MENLO PARK, Calif. (KGO) -- Bay Area researchers are launching a project that could ultimately save millions of women from being infected by the AIDS virus and the delivery system puts the technology in the hands of women themselves.
It's estimated that 3,000 women around the world are infected with HIV every day and a majority of those cases are in Sub-Saharan Africa. But now, Gita Shankar, Ph.D., and her team at SRI International in Menlo Park are developing a gel that they believe will cut those numbers dramatically.
"It's a two-part gel. When applied to the site, it will stick for such a long time at the same time delivering two drugs, which in our case, one effective against HIV, the other effective against HSV," said Shankar.
The idea is to protect women during intercourse from both HIV and HSV-2, a form of genital herpes also rampant in Africa. She says the gel would be an effective alternative in male-dominated cultures that sometimes discourage the use of condoms.
"Therefore you want to empower the women, give them something, an ability to take care of their health, take charge to their own health," said Shankar.
The project recently received a boost from the National Institutes of Health.
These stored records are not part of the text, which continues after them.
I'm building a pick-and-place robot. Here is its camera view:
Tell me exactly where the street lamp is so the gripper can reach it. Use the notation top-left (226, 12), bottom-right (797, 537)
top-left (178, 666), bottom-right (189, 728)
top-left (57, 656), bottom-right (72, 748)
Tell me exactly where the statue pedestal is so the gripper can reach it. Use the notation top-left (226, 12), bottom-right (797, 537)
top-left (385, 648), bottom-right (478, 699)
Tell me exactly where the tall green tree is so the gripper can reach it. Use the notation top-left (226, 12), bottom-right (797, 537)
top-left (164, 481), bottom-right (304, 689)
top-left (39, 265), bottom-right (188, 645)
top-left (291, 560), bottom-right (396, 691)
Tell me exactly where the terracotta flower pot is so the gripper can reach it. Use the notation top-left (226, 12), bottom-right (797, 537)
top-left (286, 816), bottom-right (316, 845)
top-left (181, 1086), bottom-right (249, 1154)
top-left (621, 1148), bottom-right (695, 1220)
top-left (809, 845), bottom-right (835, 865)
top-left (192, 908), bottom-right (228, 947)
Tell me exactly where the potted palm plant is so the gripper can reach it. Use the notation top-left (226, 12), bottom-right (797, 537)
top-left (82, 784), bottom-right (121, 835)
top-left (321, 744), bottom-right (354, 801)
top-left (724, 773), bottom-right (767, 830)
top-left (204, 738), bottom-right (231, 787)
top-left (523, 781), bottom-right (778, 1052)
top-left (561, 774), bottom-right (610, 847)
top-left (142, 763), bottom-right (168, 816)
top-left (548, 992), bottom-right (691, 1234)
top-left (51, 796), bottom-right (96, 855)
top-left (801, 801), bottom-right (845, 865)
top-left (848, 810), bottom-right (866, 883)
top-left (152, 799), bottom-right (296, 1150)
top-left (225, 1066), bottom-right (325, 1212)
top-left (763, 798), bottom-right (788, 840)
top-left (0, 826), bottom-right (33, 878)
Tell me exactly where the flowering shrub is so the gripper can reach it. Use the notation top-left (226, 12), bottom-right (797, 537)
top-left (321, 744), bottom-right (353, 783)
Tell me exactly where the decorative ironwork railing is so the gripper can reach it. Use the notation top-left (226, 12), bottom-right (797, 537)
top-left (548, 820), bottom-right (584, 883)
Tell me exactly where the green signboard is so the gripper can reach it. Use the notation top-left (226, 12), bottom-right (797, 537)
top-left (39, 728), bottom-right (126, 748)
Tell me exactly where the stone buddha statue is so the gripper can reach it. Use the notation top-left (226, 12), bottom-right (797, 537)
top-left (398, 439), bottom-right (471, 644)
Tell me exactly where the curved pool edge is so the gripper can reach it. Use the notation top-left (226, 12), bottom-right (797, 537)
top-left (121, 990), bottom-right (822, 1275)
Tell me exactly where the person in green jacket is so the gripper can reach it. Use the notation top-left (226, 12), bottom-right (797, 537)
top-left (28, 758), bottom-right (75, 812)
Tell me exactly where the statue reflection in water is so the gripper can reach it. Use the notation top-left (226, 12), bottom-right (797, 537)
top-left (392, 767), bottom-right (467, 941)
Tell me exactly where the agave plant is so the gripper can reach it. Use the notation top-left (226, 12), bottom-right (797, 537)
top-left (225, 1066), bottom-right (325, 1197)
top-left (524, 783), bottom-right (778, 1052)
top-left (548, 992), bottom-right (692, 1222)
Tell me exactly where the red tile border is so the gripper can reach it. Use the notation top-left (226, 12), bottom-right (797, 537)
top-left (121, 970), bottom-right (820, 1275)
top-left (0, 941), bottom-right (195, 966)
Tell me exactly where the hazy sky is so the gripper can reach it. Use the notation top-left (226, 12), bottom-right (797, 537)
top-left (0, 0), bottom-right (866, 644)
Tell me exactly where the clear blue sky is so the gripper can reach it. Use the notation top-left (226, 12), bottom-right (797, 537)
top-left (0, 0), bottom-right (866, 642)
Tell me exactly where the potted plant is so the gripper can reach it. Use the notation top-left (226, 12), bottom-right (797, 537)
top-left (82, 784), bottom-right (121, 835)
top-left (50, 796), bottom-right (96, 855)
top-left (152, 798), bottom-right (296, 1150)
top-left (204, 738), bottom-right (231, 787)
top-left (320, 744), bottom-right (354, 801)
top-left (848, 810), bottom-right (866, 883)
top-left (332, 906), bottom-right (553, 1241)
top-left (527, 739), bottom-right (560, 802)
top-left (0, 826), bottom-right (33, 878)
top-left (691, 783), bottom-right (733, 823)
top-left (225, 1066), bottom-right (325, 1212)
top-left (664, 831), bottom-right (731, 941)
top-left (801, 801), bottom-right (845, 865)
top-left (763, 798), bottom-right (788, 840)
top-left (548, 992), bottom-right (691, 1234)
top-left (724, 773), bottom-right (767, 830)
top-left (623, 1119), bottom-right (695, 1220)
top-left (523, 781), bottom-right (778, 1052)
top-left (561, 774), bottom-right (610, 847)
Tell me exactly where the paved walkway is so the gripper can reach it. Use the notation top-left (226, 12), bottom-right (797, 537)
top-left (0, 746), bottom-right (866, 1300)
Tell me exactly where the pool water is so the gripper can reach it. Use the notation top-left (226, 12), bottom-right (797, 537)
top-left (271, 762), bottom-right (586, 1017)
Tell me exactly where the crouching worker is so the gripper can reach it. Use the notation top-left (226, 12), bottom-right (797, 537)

In July, it awarded SRI a $500,000 grant to fund their research for two years.
Immunologist Carsten Alt, Ph.D., believes the combination therapy could be particularly effective, because HSV-2 infections often leave women more vulnerable to contracting HIV.
"So if you can reduce one, you also reduce the other," said Alt.
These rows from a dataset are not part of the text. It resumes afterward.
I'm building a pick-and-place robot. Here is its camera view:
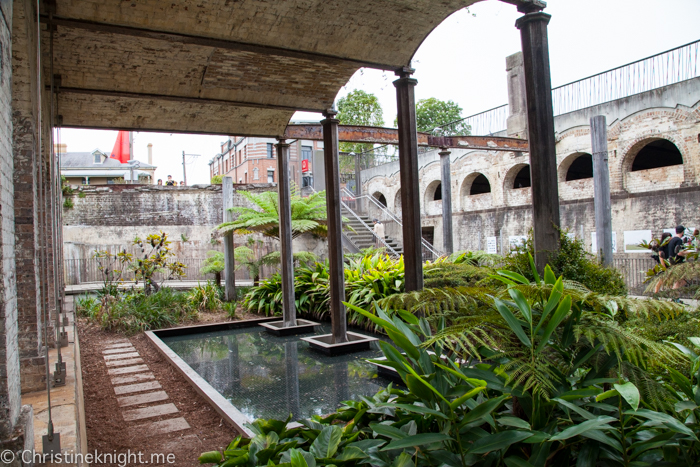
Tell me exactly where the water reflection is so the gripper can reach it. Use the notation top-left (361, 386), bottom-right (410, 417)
top-left (163, 327), bottom-right (389, 420)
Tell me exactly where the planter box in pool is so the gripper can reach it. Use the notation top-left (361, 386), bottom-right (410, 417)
top-left (301, 332), bottom-right (379, 356)
top-left (260, 319), bottom-right (319, 337)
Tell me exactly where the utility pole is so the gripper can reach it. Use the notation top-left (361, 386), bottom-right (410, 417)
top-left (182, 151), bottom-right (187, 186)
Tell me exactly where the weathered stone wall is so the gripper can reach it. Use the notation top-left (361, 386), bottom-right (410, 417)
top-left (362, 78), bottom-right (700, 253)
top-left (0, 1), bottom-right (21, 440)
top-left (63, 184), bottom-right (327, 278)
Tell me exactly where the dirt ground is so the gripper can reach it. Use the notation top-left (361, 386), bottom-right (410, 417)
top-left (78, 322), bottom-right (242, 466)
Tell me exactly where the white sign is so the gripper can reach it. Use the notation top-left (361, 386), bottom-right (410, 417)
top-left (508, 235), bottom-right (527, 250)
top-left (486, 237), bottom-right (498, 255)
top-left (624, 230), bottom-right (651, 253)
top-left (591, 232), bottom-right (617, 255)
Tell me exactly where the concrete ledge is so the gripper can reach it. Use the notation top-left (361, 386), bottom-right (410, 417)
top-left (260, 319), bottom-right (320, 337)
top-left (301, 332), bottom-right (379, 356)
top-left (145, 317), bottom-right (279, 438)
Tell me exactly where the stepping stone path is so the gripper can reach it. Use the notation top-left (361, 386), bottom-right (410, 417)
top-left (102, 340), bottom-right (190, 436)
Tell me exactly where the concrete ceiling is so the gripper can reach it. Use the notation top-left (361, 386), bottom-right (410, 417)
top-left (42, 0), bottom-right (478, 136)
In fact, statistical studies have suggested that if the microbicide gel were used by even a fraction of women having unprotected sex in the developing world, it could prevent hundreds of thousands of HIV infections per year. And since the gel employs established anti-viral drugs, the team hopes to speed the approval process.
"We are quickly hoping that in the next two years we can take this product to a stage where we can get down there and say we're going to start clinical trials, hopefully in Africa in a few years," said Shankar.
Researchers are hoping the final version of the gel will last for eight hours once it's applied.